Bereits heute zählt das Land rund 500 Nahwärmenetze. Der große Vorteil der dezentralen Erzeugung sind die geringen „Transport“-Kosten und die Entlastung für das Netz. So deckt Hyllie, ein Stadtteil von Malmö, der 2010 als „intelligente Stadt der Zukunft“ konzipiert wurde, seinen Energiebedarf komplett aus lokal erzeugtem Biogas, Biomasse, Solarenergie, Abfall und Windkraft. Das gesamte System funktioniert über ein intelligentes Netz, das sich in Abhängigkeit von Sonneneinstrahlung und Wind in Echtzeit an die Wetterbedingungen anpasst.

Omexom, die Energieinfrastruktur-Marke von VINCI Energies, ist auf diesem Pioniermarkt sehr aktiv. Insbesondere über das neue Innovationszentrum in Stockholm namens The Hive entwickelt Omexom dort ein breites Spektrum an Know-how, unter anderem für die Anbindung erneuerbarer Energiequellen ans Stromnetz, für Elektromobilität, Energieeffizienz oder Energiespeicherung.

Pionierarbeit

Beim Thema Energiewende scheint Schweden immer eine Nasenlänge voraus zu sein. Auf der Ostseeinsel Gotland wird in einem Pilotversuch der israelischen Firma Electreon mit Unterstützung von Eitech Electro AB, einer Business Unit von VINCI Energies, eine „elektrische Straße“ getestet, auf der die Fahrzeugbatterien während der Fahrt aufgeladen werden.

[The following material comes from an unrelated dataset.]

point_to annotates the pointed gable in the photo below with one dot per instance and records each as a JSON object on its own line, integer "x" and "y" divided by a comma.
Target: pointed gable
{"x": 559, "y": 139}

Dieses Projekt mit dem Namen Smartroad Gotland hat im Herbst 2020 begonnen und läuft bis Frühjahr 2022. Es soll den Anteil des Straßenverkehrs an den CO2-Emissionen des Landes verringern. Smartroad Gotland ist eines der vier aktuellen Versuchsprojekte in Schweden. Das Land plant den Bau von ca. 2.000 km Induktionsstraßen mit geschätzten Gesamtkosten von 3 Milliarden Euro.

 


Nimmt das Batterierecycling Fahrt auf?

Am 29. Dezember 2021 hat der schwedische Batteriehersteller Northvolt seine erste Batteriezelle aus 100 % recyceltem Nickel, Mangan und Kobalt produziert. Das Unternehmen hat sich dazu verpflichtet, seine Batterien bis 2030 zu mindestens 50 % aus recycelten Materialien zu fertigen. 2019 hat der Bau von Revolt Ett, seiner Recyclinganlage in Skellefteå im Norden des Landes begonnen. Die volle Produktionskapazität dieser „Gigafactory“ liegt bei 60 GWh – das sind genug Batterien, um jedes Jahr eine Million Elektrofahrzeuge auszustatten.